5. **Check common culprits:**
   - **Serialization errors** — Return types must be JSON-serializable. Avoid circular references.
   - **DI registration** — Missing service registrations cause runtime exceptions. Check `Program.cs`.
   - **Parameter binding** — Ensure parameter names and types match the tool schema.
   - **Unhandled exceptions** — Wrap tool logic in try-catch and log to stderr or a file.
6. **Enable file logging** — For post-mortem analysis, log to a file:
   ```csharp
   builder.Logging.AddFile("mcp-debug.log"); // or use Serilog/NLog
   ```

### Step 6: Configure logging

**Critical for stdio transport:** Any output to stdout (including `Console.WriteLine`) **corrupts the MCP JSON-RPC protocol** and causes garbled responses or crashes. All logging and diagnostic output must go to stderr.

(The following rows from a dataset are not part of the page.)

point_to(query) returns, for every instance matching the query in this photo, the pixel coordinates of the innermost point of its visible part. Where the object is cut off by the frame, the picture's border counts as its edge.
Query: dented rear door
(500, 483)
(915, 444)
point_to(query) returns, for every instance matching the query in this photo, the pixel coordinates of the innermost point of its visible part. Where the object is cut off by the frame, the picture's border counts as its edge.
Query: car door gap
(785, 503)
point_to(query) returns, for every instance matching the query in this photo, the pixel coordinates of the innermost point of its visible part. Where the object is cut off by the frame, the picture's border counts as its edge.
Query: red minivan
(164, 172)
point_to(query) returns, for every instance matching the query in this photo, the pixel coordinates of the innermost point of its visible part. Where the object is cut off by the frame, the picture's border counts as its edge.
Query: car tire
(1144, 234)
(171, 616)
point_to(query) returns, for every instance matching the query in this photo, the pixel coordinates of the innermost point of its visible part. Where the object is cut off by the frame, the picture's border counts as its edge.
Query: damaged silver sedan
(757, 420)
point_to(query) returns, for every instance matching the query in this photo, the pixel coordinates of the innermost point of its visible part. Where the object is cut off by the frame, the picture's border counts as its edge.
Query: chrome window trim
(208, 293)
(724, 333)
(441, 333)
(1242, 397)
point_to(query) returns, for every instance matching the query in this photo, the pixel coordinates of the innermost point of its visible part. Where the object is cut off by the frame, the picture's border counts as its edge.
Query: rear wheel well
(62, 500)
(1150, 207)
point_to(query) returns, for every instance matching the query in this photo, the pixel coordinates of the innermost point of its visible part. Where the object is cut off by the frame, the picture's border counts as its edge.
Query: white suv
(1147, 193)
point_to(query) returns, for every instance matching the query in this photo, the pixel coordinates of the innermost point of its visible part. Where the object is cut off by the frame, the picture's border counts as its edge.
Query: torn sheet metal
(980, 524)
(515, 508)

**stdio transport** — log to stderr only:
```csharp
builder.Logging.AddConsole(options =>
    options.LogToStandardErrorThreshold = LogLevel.Trace);
```

**HTTP transport** — For HTTP transport logging configuration, see [references/ide-config.md](references/ide-config.md).

**In tool methods** — inject `ILogger<T>` via constructor and use `logger.LogDebug()` / `logger.LogError()`. Logging through `ILogger` respects the stderr configuration above.

## Validation

- [ ] Server starts without errors via `dotnet run`
- [ ] MCP Inspector connects and lists all expected tools
- [ ] Tool calls via Inspector return expected results
- [ ] Breakpoints hit when debugging in IDE
- [ ] Tools appear in GitHub Copilot Agent Mode tool list
- [ ] stdio: no logging output on stdout (stderr only)

## Common Pitfalls

| Pitfall | Solution |
|---------|----------|
| Tools not appearing or stale after changes | **Rebuild first:** `dotnet build`, then restart the server. If still missing, verify `[McpServerToolType]` on class, `[McpServerTool]` on methods, and `WithTools<T>()` or `WithToolsFromAssembly()` in Program.cs |
| stdio server produces garbled output | `Console.WriteLine()` or logging is writing to stdout. All output **must** go to stderr. Set `LogToStandardErrorThreshold = LogLevel.Trace` on the console logger |
| HTTP server returns 404 at MCP endpoint | Missing `app.MapMcp()` in Program.cs |
| Breakpoints not hit | Building in Release mode. Rebuild in Debug: `dotnet build -c Debug`, then restart |
| Environment variables not passed to server | Add `"env"` section to `mcp.json`. For secrets in VS Code, use `"${input:var_id}"` syntax |
| MCP Inspector can't connect to HTTP server | Server not running, or wrong port. Check `dotnet run` output for the listening URL |

## Related Skills

- `mcp-csharp-create` — Create a new MCP server project
- `mcp-csharp-test` — Automated tests and evaluations
- `mcp-csharp-publish` — NuGet, Docker, Azure deployment

## Reference Files

- [references/mcp-inspector.md](references/mcp-inspector.md) — Detailed MCP Inspector usage: installation, connecting to servers, feature walkthrough, troubleshooting. **Load when:** user needs detailed Inspector guidance or is having connection issues.
- [references/ide-config.md](references/ide-config.md) — Complete VS Code and Visual Studio configuration: mcp.json templates, launch.json, environment variables, conditional breakpoints. **Load when:** setting up IDE debugging or configuring environment-specific settings.